El gran cañon

(si hoy escribo es porque estoy rota, no puedo estar más rota; y fíjate tú, echaba en falta estar tan rota para escribir tan libre) 

No, no es el Colorado. ¿Sabes? He llorado tanto para adentro, que he creado mar y este a su vez una erosión. Bueno, un mar exactamente no, ha llovido durante años y tantos años de agua hacen del mar un inmenso océano. Un océano dentro de mi, más allá de mi piel y mi pecho, más allá de la superficie, en mi fondo. El fondo de mi lo siento más superficial que nunca.

La erosión desgasta hasta las piedras, y he aquí una piedra desgastada y rojiza, rojiza por rabia y lucha. La lucha siempre parece llevar un color rojo, igual por eso es el color de las mujeres, del que nos desprendemos una vez al mes. Quizá, tal vez, todo tiene que ver. Soy mujer, soy  lucha y sangre, sangre porque no hay vida dentro de mi (ni la habrá).

Después tanta lluvia tengo el alma seca, y desnuda. Tengo un gran cañón por alma, vacío y rojo. He vivido la erosión en mi piel y en mi cabeza y aún quema, quema el fluir de los recuerdos, quema haber vivido tan poco tiempo y tener tanto que contar. Y aún así aprecio cada latido, cada ir y venir de mi existir. Aprecio cada gota de mi, cada surco erosionado, cada trozo de mi que un día fue piedra y éste mi océano arrasó con ello.

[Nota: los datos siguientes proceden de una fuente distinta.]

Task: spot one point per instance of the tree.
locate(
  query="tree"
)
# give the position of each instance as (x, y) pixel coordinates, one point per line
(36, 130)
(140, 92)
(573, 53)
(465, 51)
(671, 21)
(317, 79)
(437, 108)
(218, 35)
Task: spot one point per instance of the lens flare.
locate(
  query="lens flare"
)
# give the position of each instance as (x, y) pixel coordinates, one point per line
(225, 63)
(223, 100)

Efectivamente, he acabado conmigo misma. ¿Pero sabes qué? En el gran cañón siempre amanece, siempre se ve surgir el sol y espero el amanecer, pero lo hago amando a la luna. No hay que temer la noche, hay que abrazar la oscuridad, sentirla nuestra porque todos tenemos algo de ella dentro. Y no tan dentro. Un día comprendí que si tenía que amarme debía empezar por lo más temido de mi, mi oscuridad. Entonces empecé por ahí, empecé por mis miedos.

Y aún no he acabado de amarlos, como tampoco he encendido la luz.